If you create something and try to sell it as something it is not, that's fraud regardless of whether someone's identity is wrapped up.

Also yes, any and all unapproved usage of someone's likeness is a violation. You're copying their likeness whether it's from them or an impersonator.

[–] GreenKnight23@lemmy.world 2 points 2 weeks ago

the only exception to this is when the works are released as a parody.

[–] General_Effort@lemmy.world 5 points 2 weeks ago

If voice cloning violates right of publicity when sound recordings are fed into a model directly,

I doubt that is true.


These things are not internationally standardized. So it very much depends on where you do it.

Q1 is if you are allowed to use a recording for that purpose. This is legal in some places but not in others. I don't think it has to do with the right of publicity, though.

Q2 is what you are allowed to do with the output. If you fool people about who is talking, then right of publicity enters. It probably does not matter how you imitate the voice, but only if you fool people. If you imitate a voice badly, but deliberately fool an elderly person who is hard of hearing and not quite sharp anymore, then it doesn't matter if it was a bad imitation.

Parody is probably fine in most places, but standards vary.
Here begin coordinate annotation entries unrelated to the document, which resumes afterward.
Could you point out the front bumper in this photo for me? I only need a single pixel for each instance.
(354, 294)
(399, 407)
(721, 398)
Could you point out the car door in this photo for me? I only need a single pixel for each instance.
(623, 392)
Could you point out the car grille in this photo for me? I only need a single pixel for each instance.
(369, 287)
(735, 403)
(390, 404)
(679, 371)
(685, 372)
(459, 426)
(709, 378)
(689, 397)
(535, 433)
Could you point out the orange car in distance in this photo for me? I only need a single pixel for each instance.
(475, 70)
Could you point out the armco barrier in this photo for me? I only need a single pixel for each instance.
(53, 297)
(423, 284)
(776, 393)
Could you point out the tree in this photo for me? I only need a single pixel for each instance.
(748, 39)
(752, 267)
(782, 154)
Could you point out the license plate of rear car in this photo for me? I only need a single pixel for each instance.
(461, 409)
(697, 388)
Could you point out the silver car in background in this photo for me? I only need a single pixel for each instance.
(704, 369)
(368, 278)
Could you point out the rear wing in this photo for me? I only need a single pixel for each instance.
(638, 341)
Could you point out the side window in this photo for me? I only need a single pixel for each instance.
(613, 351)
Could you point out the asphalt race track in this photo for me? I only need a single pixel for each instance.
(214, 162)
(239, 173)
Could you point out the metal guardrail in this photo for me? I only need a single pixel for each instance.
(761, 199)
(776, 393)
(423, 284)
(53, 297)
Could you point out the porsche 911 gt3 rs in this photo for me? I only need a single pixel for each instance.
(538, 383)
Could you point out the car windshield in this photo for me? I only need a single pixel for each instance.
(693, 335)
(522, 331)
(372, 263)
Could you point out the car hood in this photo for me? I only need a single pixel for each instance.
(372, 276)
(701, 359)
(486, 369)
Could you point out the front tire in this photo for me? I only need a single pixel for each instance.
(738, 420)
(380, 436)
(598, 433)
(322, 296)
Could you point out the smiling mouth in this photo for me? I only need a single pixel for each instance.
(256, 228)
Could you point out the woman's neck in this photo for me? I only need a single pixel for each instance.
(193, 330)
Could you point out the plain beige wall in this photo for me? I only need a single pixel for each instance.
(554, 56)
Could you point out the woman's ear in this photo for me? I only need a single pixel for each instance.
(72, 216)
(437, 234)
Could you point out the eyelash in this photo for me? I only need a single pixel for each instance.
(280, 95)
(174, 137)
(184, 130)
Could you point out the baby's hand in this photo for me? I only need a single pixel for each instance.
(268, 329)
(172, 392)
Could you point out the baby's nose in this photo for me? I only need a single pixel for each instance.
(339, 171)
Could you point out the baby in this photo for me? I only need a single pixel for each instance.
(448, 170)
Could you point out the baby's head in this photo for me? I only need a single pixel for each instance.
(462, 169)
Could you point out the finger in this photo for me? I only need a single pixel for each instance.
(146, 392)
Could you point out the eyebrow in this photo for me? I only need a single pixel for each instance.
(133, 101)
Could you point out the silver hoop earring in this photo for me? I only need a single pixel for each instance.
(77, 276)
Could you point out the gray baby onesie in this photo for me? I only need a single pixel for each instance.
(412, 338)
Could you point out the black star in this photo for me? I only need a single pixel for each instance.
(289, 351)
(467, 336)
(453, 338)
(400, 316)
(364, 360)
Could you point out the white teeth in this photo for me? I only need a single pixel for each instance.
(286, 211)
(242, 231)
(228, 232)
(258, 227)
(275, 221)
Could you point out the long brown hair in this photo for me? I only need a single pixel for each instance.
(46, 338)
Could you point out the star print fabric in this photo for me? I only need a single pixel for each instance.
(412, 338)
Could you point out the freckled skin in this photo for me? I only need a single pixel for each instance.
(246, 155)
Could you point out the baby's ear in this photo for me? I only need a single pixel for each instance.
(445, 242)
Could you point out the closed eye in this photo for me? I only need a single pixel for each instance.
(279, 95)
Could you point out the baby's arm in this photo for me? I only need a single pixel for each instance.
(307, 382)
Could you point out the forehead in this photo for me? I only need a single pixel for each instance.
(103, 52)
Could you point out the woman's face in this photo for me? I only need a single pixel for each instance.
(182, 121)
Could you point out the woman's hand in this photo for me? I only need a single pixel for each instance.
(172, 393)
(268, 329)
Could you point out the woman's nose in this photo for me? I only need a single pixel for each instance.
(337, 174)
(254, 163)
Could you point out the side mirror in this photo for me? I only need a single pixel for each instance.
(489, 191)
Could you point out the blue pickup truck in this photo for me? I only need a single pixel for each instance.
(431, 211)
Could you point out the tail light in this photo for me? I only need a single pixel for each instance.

[–] moondoggie@lemmy.world 1 points 2 weeks ago

If it’s a distinctive voice and you’re doing it for commercial reasons, you will get sued and, depending on how distinct the voice is, lose. Look up Tom Waits v. Frito-Lay. He won $2.6 million from them in 1992. Granted, that was a radio commercial, but that would be the main precedent. http://law2.umkc.edu/faculty/projects/ftrials/communications/waits.html

[–] Doomsider@lemmy.world 1 points 2 weeks ago* (last edited 2 weeks ago)

It does not unless you are trying to sell it commercially. Then you could be sued.

You make a decent thought exercise and honestly voices are not really unique. For instance, take Morgan Freeman's voice. I like it, but I have met several people in my life that sound very similar.

I think the answer is maybe, depending on the situation. If you had a voice actor come in to mimick Morgan Freeman and the character in the game also looked like Freeman then you could have a problem on your hands.

Just the voice that sound like Freeman who also sounds like thousands of people out there would be a bit of a stretch unless you are implying it is him.